Challenges and Considerations During In Vitro Production of Porcine Embryos
Chen et al., Cells. 2021.
https://pubmed.ncbi.nlm.nih.gov/34685749/
Genetically modified pigs have become valuable tools for generating advances in animal agriculture and human medicine. Importantly, in vitro production and manipulation of embryos is an essential step in the process of creating porcine models. As the in vitro environment is still suboptimal, it is imperative to examine the porcine embryo culture system from several angles to identify methods for improvement. Understanding metabolic characteristics of porcine embryos and considering comparisons with other mammalian species is useful for optimizing culture media formulations. Furthermore, stressors arising from the environment and maternal or paternal factors must be taken into consideration to produce healthy embryos in vitro. In this review, Chen et al progress stepwise through in vitro oocyte maturation, fertilization, and embryo culture in pigs to assess the status of current culture systems and address points where improvements can be made. Supported by ORIP (U42OD011140).
Integrated Spatial Multiomics Reveals Fibroblast Fate During Tissue Repair
Foster et al., PNAS. 2021.
https://www.ncbi.nlm.nih.gov/pmc/articles/PMC8521719/
The function of regenerative medicine in wound healing remains elusive, partially because of how fibroblasts program and respond to injury remains unclear.
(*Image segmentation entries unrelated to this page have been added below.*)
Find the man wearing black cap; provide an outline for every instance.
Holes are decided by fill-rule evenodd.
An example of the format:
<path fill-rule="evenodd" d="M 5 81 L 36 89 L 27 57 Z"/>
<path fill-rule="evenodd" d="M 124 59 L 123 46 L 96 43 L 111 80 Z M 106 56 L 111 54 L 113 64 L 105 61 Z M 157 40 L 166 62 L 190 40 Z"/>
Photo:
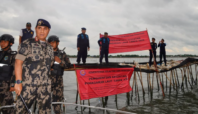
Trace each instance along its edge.
<path fill-rule="evenodd" d="M 162 39 L 159 44 L 158 47 L 160 47 L 160 65 L 162 65 L 162 56 L 164 58 L 164 64 L 166 66 L 166 43 L 164 43 L 164 39 Z"/>
<path fill-rule="evenodd" d="M 106 64 L 109 63 L 108 54 L 109 54 L 109 43 L 108 33 L 104 33 L 104 37 L 98 40 L 98 45 L 100 46 L 100 64 L 102 64 L 103 55 L 105 55 Z"/>
<path fill-rule="evenodd" d="M 52 101 L 53 102 L 62 102 L 63 101 L 63 74 L 64 69 L 69 68 L 71 63 L 64 52 L 64 50 L 60 50 L 58 48 L 59 38 L 55 35 L 52 35 L 48 38 L 48 43 L 54 49 L 54 58 L 56 61 L 54 62 L 51 70 L 51 79 L 52 79 Z M 62 114 L 62 109 L 60 104 L 53 105 L 55 114 Z"/>
<path fill-rule="evenodd" d="M 12 51 L 13 44 L 13 36 L 3 34 L 0 37 L 2 49 L 0 51 L 0 106 L 13 105 L 14 103 L 10 87 L 14 87 L 14 62 L 17 52 Z M 14 108 L 6 108 L 1 111 L 3 114 L 14 114 Z"/>
<path fill-rule="evenodd" d="M 149 52 L 150 52 L 149 66 L 151 66 L 153 56 L 154 56 L 153 61 L 156 62 L 156 49 L 157 49 L 157 43 L 155 43 L 155 38 L 152 38 L 151 50 L 149 50 Z"/>
<path fill-rule="evenodd" d="M 21 95 L 30 108 L 37 101 L 39 114 L 51 114 L 51 66 L 54 63 L 53 48 L 46 38 L 50 24 L 38 19 L 36 38 L 25 40 L 19 45 L 15 60 L 15 92 Z M 25 114 L 27 110 L 19 97 L 16 102 L 16 114 Z"/>
<path fill-rule="evenodd" d="M 90 50 L 89 46 L 89 36 L 86 33 L 86 28 L 82 28 L 82 33 L 78 35 L 77 39 L 77 49 L 78 49 L 78 57 L 77 63 L 80 64 L 80 59 L 82 57 L 83 64 L 86 63 L 87 58 L 87 49 Z"/>
<path fill-rule="evenodd" d="M 31 23 L 26 24 L 26 28 L 22 29 L 19 35 L 19 44 L 28 38 L 33 38 L 34 31 L 31 30 Z"/>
Investigators presented a multimodal -omics platform for the comprehensive study of cell populations in complex tissue, which allowed characterization of cells involved in wound healing across time and space. Through integrated analysis of single cell chromatin landscapes and gene expression states, coupled with spatial transcriptomic profiling, fibroblast epigenomes were imputed with temporospatial resolution. This allowed revelation of potential mechanisms controlling fibroblast fate during migration, proliferation, and differentiation following skin injury, and reexamination of the canonical phases of wound healing. Supported by ORIP (S10OD018220) and others.
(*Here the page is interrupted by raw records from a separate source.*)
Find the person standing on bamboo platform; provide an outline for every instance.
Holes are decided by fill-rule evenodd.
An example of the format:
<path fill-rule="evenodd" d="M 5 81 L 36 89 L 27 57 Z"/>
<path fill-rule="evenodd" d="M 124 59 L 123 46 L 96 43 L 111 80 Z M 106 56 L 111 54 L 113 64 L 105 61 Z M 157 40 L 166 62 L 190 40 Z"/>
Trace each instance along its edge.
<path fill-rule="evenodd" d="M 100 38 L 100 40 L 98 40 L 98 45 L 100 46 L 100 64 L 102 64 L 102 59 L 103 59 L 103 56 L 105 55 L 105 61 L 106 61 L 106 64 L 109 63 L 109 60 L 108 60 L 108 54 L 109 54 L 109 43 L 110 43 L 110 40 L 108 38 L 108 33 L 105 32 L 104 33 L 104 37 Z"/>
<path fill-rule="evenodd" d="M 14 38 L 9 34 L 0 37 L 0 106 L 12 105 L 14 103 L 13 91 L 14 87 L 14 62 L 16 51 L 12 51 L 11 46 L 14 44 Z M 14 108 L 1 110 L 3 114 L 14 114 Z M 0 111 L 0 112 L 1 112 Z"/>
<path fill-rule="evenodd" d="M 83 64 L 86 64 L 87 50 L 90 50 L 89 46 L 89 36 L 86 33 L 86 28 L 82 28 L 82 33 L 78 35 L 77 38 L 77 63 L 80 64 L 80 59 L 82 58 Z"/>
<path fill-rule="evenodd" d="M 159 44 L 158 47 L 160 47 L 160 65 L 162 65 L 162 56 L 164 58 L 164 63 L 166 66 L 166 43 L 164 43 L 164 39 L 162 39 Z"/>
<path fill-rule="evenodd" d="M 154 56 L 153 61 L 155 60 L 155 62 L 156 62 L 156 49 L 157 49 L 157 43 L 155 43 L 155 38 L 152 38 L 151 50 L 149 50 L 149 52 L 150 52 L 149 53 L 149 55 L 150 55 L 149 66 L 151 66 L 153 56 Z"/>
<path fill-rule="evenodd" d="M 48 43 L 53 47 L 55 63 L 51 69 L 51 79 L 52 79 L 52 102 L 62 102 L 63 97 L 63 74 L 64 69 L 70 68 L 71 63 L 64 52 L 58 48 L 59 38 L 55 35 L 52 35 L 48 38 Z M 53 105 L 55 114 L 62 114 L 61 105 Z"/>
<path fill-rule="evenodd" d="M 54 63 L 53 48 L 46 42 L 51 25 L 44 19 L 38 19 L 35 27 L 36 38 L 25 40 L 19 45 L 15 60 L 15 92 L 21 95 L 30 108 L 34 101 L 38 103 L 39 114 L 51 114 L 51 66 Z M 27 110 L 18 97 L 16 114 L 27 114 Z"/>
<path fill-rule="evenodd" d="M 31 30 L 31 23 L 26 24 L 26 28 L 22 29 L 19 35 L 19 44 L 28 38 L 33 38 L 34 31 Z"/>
Collective Behavior Emerges from Genetically Controlled Simple Behavioral Motifs in Zebrafish
Harpaz et al., Science Advances. 2021.
https://www.science.org/doi/10.1126/sciadv.abi7460
Harpaz et al. report that zebrafish regulate their proximity and alignment with each other at early larval stages. Two visual responses (one measuring relative visual field occupancy and one accounting for global visual motion), account for emerging group behavior. Mutations in genes known to affect social behavior in humans perturb these reflexes in individual larval zebrafish and change their emergent collective behaviors. Model simulations show that changes in these two responses in individual mutant animals predict well the distinctive collective patterns that emerge in a group. Hence, group behaviors reflect in part genetically defined primitive sensorimotor “motifs” evident in young larvae. Supported by ORIP (R43OD024879, R44OD024879) and NINDS.